Na frente oriental, a situação era bem diferente. Os muçulmanos da Criméia e do Cáucaso setentrional estavam enfrentando o poder central desde a anexação czarista nos séculos XVIII e XIX e a tomada de poder bolchevista conseguiu piorar a situação. Sob Stalin, as áreas muçulmanas sofreram perseguição política e religiosa sem precedentes. A literatura islâmica foi censurada, a lei sharia banida e a propriedade das comunidades islâmicas expropriadas. Membros do partido tomaram o controle das mesquitas, pintaram slogans soviéticas nas paredes, hastearam bandeiras vermelhas em seus mirantes e caçaram porcos no interior de suas salas sagradas. Apesar disso, o Islâ continuou a ter um papel principal na vida social e política. Após a invasão do Cáucaso e Criméia, as autoridades militares alemãs, sedentas em encontrar colaboradores locais para estabilizar as áreas de retaguarda voláteis, não perderam a oportunidade para se apresentar como libertadores do Islã. O general Edwald Von Kleist, comandante do Grupo de Exércitos A, que ocupou o Cáucaso, clamou a seus oficiais para respeitar os muçulmanos e estarem atentos às implicações pan-islâmicas das ações da Wehrmacht: “Entre todos os grupos de exército, o grupo A foi o que avançou mais. Estamos diante dos portões do Mundo Islâmico. O que fazemos, e como nos comportamos aqui será transmitido para o Iraque, Índia, e tão longe quanto as fronteiras da China. Devemos estar constantemente cientes dos efeitos de longo alcance de nossas ações e inações.” Ordens semelhantes foram emitidas pelo general Erich Von Manstein na Criméia. Em sua ordem infame de 20 de novembro de 1941, que exigia que “o sistema judaico-bolchevista seja exterminado de uma vez por todas” e que se tornou um documento-chave usado pela procuradoria em Nuremberg após a guerra, Manstein clamou a suas tropas para tratar a população muçulmana bem: “Respeito pelos costumes religiosos dos tártaros maometanos deve ser obedecida.”

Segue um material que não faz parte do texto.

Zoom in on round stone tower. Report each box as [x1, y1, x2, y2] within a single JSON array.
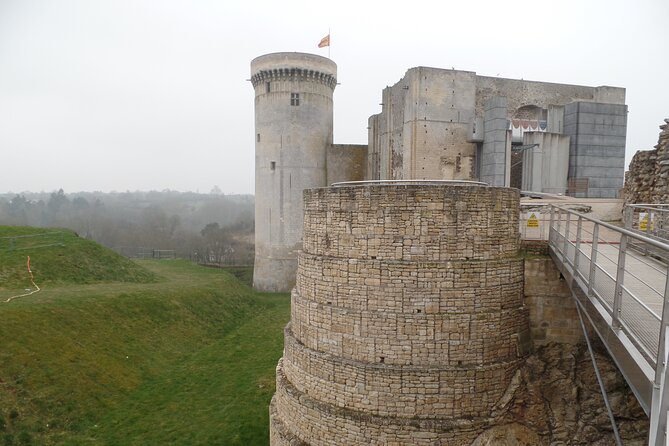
[[270, 181, 531, 445], [251, 52, 337, 292]]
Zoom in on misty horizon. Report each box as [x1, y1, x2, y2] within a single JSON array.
[[1, 0, 667, 194]]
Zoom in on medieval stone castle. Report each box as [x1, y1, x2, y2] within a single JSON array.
[[251, 52, 627, 293], [250, 52, 634, 445]]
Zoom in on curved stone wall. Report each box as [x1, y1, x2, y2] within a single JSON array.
[[302, 184, 519, 261], [282, 328, 521, 418], [295, 253, 524, 313], [290, 293, 528, 366], [270, 182, 529, 445]]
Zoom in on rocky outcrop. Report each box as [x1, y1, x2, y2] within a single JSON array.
[[485, 342, 648, 445], [624, 118, 669, 204]]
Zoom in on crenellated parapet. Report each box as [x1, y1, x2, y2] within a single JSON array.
[[251, 68, 337, 90]]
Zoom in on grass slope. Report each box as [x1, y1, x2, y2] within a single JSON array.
[[0, 258, 290, 446], [0, 226, 157, 292]]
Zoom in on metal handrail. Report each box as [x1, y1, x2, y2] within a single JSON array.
[[551, 207, 665, 336], [548, 205, 669, 446], [558, 206, 669, 252], [627, 204, 669, 209]]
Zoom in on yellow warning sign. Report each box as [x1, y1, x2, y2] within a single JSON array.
[[526, 212, 540, 228], [639, 212, 654, 231]]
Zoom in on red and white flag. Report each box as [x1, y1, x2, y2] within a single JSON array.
[[318, 34, 330, 48]]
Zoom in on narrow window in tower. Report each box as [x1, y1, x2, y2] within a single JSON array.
[[257, 133, 261, 142], [266, 82, 270, 93], [290, 93, 300, 106], [270, 161, 276, 171]]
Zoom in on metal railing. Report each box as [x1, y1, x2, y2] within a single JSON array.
[[624, 204, 669, 240], [624, 205, 669, 262], [548, 205, 669, 446]]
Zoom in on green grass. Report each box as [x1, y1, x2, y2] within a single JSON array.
[[0, 230, 291, 446], [219, 266, 254, 288], [0, 226, 157, 291]]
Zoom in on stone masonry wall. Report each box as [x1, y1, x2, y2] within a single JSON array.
[[326, 144, 368, 185], [524, 257, 583, 345], [270, 183, 530, 445], [624, 118, 669, 204]]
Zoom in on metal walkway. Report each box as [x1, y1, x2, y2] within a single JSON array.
[[547, 206, 669, 446]]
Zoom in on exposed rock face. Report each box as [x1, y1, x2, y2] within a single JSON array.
[[624, 118, 669, 204], [471, 423, 544, 446], [488, 342, 648, 445]]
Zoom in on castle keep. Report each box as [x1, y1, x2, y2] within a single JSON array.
[[367, 68, 627, 197], [251, 53, 650, 444], [270, 182, 530, 445], [251, 53, 367, 292], [251, 53, 628, 292]]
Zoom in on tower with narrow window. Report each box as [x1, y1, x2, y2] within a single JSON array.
[[250, 53, 337, 292]]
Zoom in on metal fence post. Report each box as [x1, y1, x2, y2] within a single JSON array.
[[549, 205, 555, 245], [651, 268, 669, 446], [562, 211, 571, 265], [646, 210, 652, 256], [624, 205, 633, 229], [574, 216, 583, 280], [555, 207, 562, 251], [651, 362, 669, 446], [612, 234, 628, 330], [587, 224, 600, 297], [655, 269, 669, 386]]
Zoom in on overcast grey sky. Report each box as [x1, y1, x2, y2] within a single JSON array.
[[0, 0, 667, 194]]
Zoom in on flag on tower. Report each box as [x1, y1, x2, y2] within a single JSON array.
[[318, 34, 330, 48]]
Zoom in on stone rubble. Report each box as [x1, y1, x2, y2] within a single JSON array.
[[624, 118, 669, 204]]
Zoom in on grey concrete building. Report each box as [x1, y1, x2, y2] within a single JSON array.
[[563, 101, 628, 197], [367, 66, 627, 196]]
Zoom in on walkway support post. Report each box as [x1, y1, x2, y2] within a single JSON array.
[[624, 205, 633, 229], [549, 205, 555, 244], [562, 211, 571, 265], [650, 270, 669, 446], [612, 234, 628, 330], [587, 224, 600, 298], [574, 216, 583, 279]]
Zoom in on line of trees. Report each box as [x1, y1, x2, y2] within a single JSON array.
[[0, 189, 255, 265]]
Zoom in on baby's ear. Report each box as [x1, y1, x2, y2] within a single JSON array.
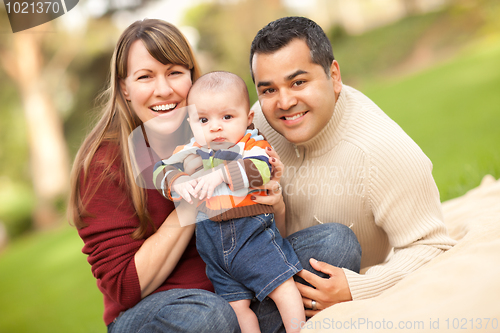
[[247, 109, 255, 126]]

Em sua tentativa de controlar áreas da retaguarda estratégicas, os alemães fizeram uso extensivo das políticas religiosas. Eles ordenaram a reconstrução das mesquitas, salas de oração e instituições de ensino e o restabelecimento dos feriados religiosos. No Cáucaso, eles organizaram celebrações enormes ao final do Ramadã em 1942, do qual o mais notável aconteceu na cidade de Karachai de Kislovodsk. Sob o domínio soviético, os muçulmanos de Kislovodsk não poderiam atender abertamente o Eid al-Fitr e a celebração tornou-se um momento-chave da diferença entre o domínio alemão e soviético. Presenciada por um grande número de altos oficiais da Wehrmacht, ela incluiu orações, discursos e trocas de presentes; os alemães levaram armas capturadas e Alcorões. No centro de Kislovodsk, uma parada de cavaleiros karachai foi organizada. Atrás da tribuna honorária para os líderes muçulmanos e oficiais da Wehrmacht, um Alcorão de grandes dimensões feito de papel mache foi apresentado, mostrando duas citações em escrita árabe. Na página direita havia o shahada, a declaração de fé: “Não existe outro deus exceto Alá/Maomé é o Seu Profeta.” Na esquerda estava o popular verso corânico (61:13): “Ajuda de Alá/e uma vitória próxima virá”. Pregada acima do Alcorão estava uma enorme águia de madeira do Reich com uma suástica. Na Criméia, os alemães chegaram a estabelecer uma administração islâmica, os chamados “Comitês Muçulmanos”. No final, as esperanças de liberdade entre os muçulmanos das fronteiras soviéticas foram despedaçadas. As atitudes dos oficiais nazistas em relação à população muçulmana esfriaram quanto maior era o período de ocupação. Soldados comuns alemães, influenciados pela propaganda difamando os povos asiáticos da União Soviética como sub-humanos, não estavam preparados para lidar com os muçulmanos. Mesmo pior, após a retirada alemã, Stalin acusou as minorias muçulmanas de colaboração coletiva com o inimigo e ordenou sua deportação.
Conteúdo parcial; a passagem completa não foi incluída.